A tool that helps you by iteratively guessing the next token is not a "developer tool" any more than a slot machine is a wealth buidling tool.

Even when I was using Visual Studio Ultimate (that has a fantastic step-through debugging environment), the debugger was only useful for the very initial tests, in order to correct dumb mistakes.

Finding dumb mistakes is a different order of magnitude of the dev process than building a complex edifice of working code.

UncleEntity

I would say printf debugging is the functional equivalent of "guessing the next token". I only reach for it when my deductive reasoning (and gdb) skills fail and I'm just shining a flashlight in the dark hoping to see the bugs scurrying around.

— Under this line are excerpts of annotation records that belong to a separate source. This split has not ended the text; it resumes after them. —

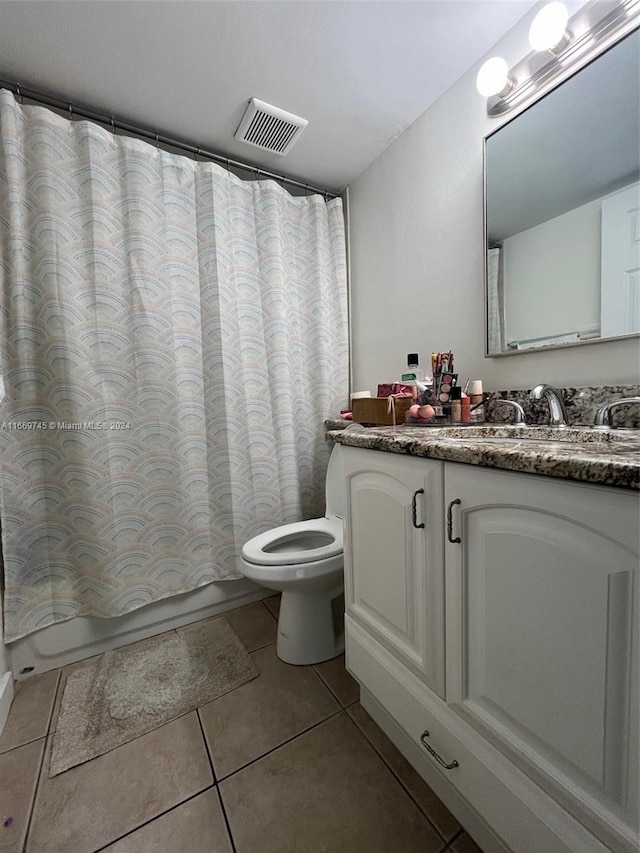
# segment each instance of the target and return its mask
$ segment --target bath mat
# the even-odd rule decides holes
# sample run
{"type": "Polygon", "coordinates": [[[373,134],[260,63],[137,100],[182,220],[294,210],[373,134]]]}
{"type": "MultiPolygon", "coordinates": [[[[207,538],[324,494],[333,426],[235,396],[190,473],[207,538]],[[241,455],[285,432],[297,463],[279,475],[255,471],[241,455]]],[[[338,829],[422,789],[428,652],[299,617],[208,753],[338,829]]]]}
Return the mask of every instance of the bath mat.
{"type": "Polygon", "coordinates": [[[122,746],[259,674],[220,616],[105,652],[69,673],[49,777],[122,746]]]}

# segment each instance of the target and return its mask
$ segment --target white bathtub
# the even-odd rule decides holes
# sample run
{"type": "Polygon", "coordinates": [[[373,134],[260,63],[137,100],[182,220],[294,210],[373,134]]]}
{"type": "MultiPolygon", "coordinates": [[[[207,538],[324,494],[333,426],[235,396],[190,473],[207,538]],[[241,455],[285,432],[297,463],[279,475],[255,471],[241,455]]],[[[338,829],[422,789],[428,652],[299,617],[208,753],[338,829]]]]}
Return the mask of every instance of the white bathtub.
{"type": "Polygon", "coordinates": [[[58,622],[7,645],[13,677],[29,678],[270,595],[273,591],[246,578],[214,581],[113,619],[78,616],[58,622]]]}

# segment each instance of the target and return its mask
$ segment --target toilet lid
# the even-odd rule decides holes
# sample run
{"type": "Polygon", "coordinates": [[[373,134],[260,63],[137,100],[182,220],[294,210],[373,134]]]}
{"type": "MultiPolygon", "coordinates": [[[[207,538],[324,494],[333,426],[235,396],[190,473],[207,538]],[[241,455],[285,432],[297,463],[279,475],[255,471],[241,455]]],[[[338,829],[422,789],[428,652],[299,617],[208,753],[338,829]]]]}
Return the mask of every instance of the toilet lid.
{"type": "Polygon", "coordinates": [[[281,566],[325,560],[342,552],[342,520],[314,518],[283,524],[249,539],[242,548],[248,563],[281,566]]]}

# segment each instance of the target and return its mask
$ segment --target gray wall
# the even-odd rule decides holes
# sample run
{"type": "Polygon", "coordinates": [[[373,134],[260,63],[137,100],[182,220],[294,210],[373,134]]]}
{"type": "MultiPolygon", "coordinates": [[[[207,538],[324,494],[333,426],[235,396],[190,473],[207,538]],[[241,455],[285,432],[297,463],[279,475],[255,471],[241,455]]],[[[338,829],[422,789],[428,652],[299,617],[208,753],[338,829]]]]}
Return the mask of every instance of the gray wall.
{"type": "MultiPolygon", "coordinates": [[[[533,16],[487,56],[522,59],[533,16]]],[[[399,379],[409,352],[426,370],[427,354],[449,349],[462,380],[483,379],[486,390],[637,382],[639,339],[483,356],[482,147],[506,119],[486,116],[480,64],[349,188],[353,389],[399,379]]]]}

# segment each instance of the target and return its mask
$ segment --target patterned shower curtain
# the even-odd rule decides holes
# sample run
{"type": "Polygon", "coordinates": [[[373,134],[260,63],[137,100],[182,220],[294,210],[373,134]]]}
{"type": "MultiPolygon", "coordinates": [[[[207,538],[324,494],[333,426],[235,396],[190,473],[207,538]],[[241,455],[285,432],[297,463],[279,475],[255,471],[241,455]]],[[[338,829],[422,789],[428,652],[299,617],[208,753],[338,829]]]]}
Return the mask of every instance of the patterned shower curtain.
{"type": "Polygon", "coordinates": [[[3,91],[0,276],[7,642],[238,577],[248,537],[322,514],[339,199],[3,91]]]}

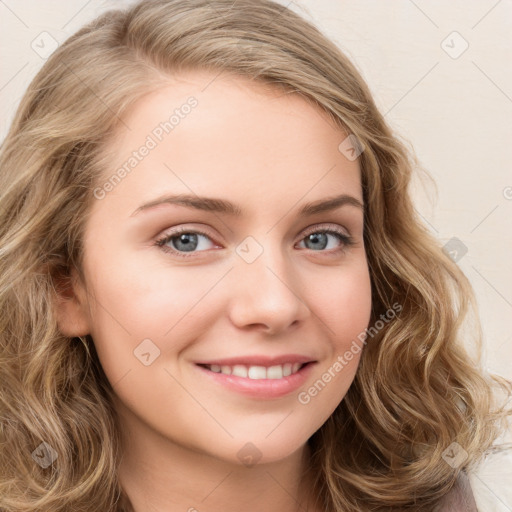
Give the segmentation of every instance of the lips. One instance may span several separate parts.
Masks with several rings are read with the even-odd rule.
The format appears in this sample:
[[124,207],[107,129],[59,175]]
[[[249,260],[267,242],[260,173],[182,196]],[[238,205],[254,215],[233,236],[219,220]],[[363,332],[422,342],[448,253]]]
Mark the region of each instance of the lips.
[[311,363],[315,362],[314,357],[309,357],[301,354],[282,354],[278,356],[267,356],[267,355],[247,355],[247,356],[234,356],[222,359],[209,359],[204,361],[196,361],[196,364],[203,366],[264,366],[268,368],[270,366],[283,365],[286,363]]

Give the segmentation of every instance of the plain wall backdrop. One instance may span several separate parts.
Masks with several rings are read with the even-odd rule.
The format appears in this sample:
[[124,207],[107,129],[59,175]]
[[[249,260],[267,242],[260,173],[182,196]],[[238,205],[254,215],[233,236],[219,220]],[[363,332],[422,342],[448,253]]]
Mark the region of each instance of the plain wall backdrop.
[[[52,44],[131,3],[0,0],[0,140]],[[474,286],[486,366],[512,378],[512,2],[280,3],[348,55],[390,126],[435,179],[437,198],[415,182],[417,210]],[[505,473],[491,465],[473,479],[482,510],[512,510],[510,468]]]

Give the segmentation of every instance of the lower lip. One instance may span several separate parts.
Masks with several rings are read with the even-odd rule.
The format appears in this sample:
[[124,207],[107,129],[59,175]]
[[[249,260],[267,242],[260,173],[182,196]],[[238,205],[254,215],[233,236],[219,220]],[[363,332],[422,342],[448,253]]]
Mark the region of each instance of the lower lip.
[[226,388],[253,398],[271,399],[286,396],[300,388],[310,375],[315,363],[308,363],[298,372],[281,379],[249,379],[236,375],[225,375],[196,365],[207,378]]

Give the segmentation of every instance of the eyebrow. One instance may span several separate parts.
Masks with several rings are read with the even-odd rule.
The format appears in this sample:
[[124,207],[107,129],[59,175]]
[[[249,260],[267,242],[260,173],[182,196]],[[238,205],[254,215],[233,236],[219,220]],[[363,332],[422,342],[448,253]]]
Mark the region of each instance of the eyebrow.
[[[241,217],[243,210],[236,204],[226,201],[225,199],[213,198],[213,197],[199,197],[190,194],[178,194],[178,195],[166,195],[162,196],[154,201],[139,206],[131,215],[137,215],[141,211],[150,210],[161,204],[177,204],[185,206],[187,208],[194,208],[196,210],[202,210],[207,212],[223,213],[235,217]],[[341,208],[342,206],[354,206],[364,211],[364,205],[359,199],[348,194],[341,194],[339,196],[328,197],[326,199],[319,199],[311,203],[306,203],[299,210],[298,214],[300,217],[306,217],[308,215],[314,215],[316,213],[324,213],[327,211]]]

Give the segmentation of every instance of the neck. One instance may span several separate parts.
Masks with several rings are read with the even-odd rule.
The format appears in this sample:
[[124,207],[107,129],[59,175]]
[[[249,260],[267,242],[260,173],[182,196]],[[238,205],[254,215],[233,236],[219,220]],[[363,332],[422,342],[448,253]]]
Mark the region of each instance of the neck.
[[[174,443],[121,408],[121,486],[134,512],[314,512],[306,444],[285,459],[244,466]],[[213,441],[214,442],[214,441]]]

Ironically, I used it to help the robots find a pretty deep bug in some code they authored in which the whole "this code isn't working, fix it" prompt didn't gain any traction. Giving them the code with the debug statements and the output set them on the right path. Easy peasy...true, they were responsible for the bug in the first place so I guess the humans who write bug free code have the advantage.

krupan

You missed the part about unreliable results. Never in software engineering have we had to put a lot of effort into a tool that gives unpredictable, unreliable results like LLMs.

rsynnott

You’re holding it wrong, magic robot edition.

Like, at a certain point, doing it yourself is probably less hassle.

naasking

Because LLMs are not a stationary target, they're only getting better. They're already much better than they were only 2 years ago.